In 1979, Griffin was identified in The New York Times as Grand Dragon of the North Carolina Knights of the Ku Klux Klan. He later founded the Christian Knights of the Ku Klux Klan. He has most recently been identified as the imperial wizard of the Mount Holly-based Cleveland Knights of the Ku Klux Klan.

For most of the last three decades, the Klan has lost both prominence and viciousness, according to the Anti-Defamation League and other anti-hate groups. But its opposition to illegal immigration has helped draw new sympathizers, and Griffin tried to be a leader in that effort. "Shoot one, and let them know we are sealing our borders," Griffin said in an interview with WCNC.com of Charlotte, North Carolina. He and other Klan officials were in the midst of rebuilding, exploiting fears over illegal immigrants. "People are tired of this mess," Griffin told The Charlotte Observer in 2007. "The illegal immigrants are taking this country over."

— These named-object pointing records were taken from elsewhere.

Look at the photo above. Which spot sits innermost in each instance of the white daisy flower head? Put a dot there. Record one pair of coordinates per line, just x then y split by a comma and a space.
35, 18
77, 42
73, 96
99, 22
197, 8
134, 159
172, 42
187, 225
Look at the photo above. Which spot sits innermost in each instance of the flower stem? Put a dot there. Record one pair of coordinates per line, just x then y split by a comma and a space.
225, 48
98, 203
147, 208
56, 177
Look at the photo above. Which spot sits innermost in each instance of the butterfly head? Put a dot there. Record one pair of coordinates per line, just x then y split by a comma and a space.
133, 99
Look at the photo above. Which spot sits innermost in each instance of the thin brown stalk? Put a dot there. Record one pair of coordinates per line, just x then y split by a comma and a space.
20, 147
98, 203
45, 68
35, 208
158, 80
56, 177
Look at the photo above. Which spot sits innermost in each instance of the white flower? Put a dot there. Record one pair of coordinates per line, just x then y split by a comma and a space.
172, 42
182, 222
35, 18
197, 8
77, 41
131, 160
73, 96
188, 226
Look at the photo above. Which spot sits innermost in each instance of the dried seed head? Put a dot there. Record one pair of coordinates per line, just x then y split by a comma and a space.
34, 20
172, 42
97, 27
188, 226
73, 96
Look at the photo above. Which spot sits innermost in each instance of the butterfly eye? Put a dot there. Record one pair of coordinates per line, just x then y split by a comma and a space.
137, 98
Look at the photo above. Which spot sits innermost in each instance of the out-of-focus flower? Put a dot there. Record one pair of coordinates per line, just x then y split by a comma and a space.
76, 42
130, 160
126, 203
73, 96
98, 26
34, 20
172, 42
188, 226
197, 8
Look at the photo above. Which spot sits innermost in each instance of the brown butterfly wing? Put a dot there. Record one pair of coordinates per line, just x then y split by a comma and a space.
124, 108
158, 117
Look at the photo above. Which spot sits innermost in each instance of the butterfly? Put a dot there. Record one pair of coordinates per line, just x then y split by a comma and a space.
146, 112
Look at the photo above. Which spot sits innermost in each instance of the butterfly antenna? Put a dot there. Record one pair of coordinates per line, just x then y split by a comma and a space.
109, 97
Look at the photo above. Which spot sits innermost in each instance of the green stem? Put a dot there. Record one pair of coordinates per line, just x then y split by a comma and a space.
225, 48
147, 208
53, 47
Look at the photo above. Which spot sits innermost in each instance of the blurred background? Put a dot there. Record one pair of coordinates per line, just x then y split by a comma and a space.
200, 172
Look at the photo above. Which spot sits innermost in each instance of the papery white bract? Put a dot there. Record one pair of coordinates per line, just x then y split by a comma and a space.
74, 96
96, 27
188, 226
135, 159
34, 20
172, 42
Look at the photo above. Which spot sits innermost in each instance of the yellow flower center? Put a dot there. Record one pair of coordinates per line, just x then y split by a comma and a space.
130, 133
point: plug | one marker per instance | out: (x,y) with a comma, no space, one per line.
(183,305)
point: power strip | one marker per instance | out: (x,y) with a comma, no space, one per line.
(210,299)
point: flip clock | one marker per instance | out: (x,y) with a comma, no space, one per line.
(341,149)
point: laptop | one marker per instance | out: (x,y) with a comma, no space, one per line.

==Personal life and death==
Griffin was married to Linda Griffin and they had six children: Linda, Shirley, John, James, Christine and Virgil Lee, Jr. Griffin resided in Mount Holly, North Carolina.

By the late 1990s, Griffin had suffered two heart attacks, bypass surgery, and a ruptured disc in his neck. Griffin died on February 11, 2009, at the age of 64 in Gaston Memorial Hospital located in Gastonia, North Carolina. He had been ill for some time, but his obituary did not state his cause of death.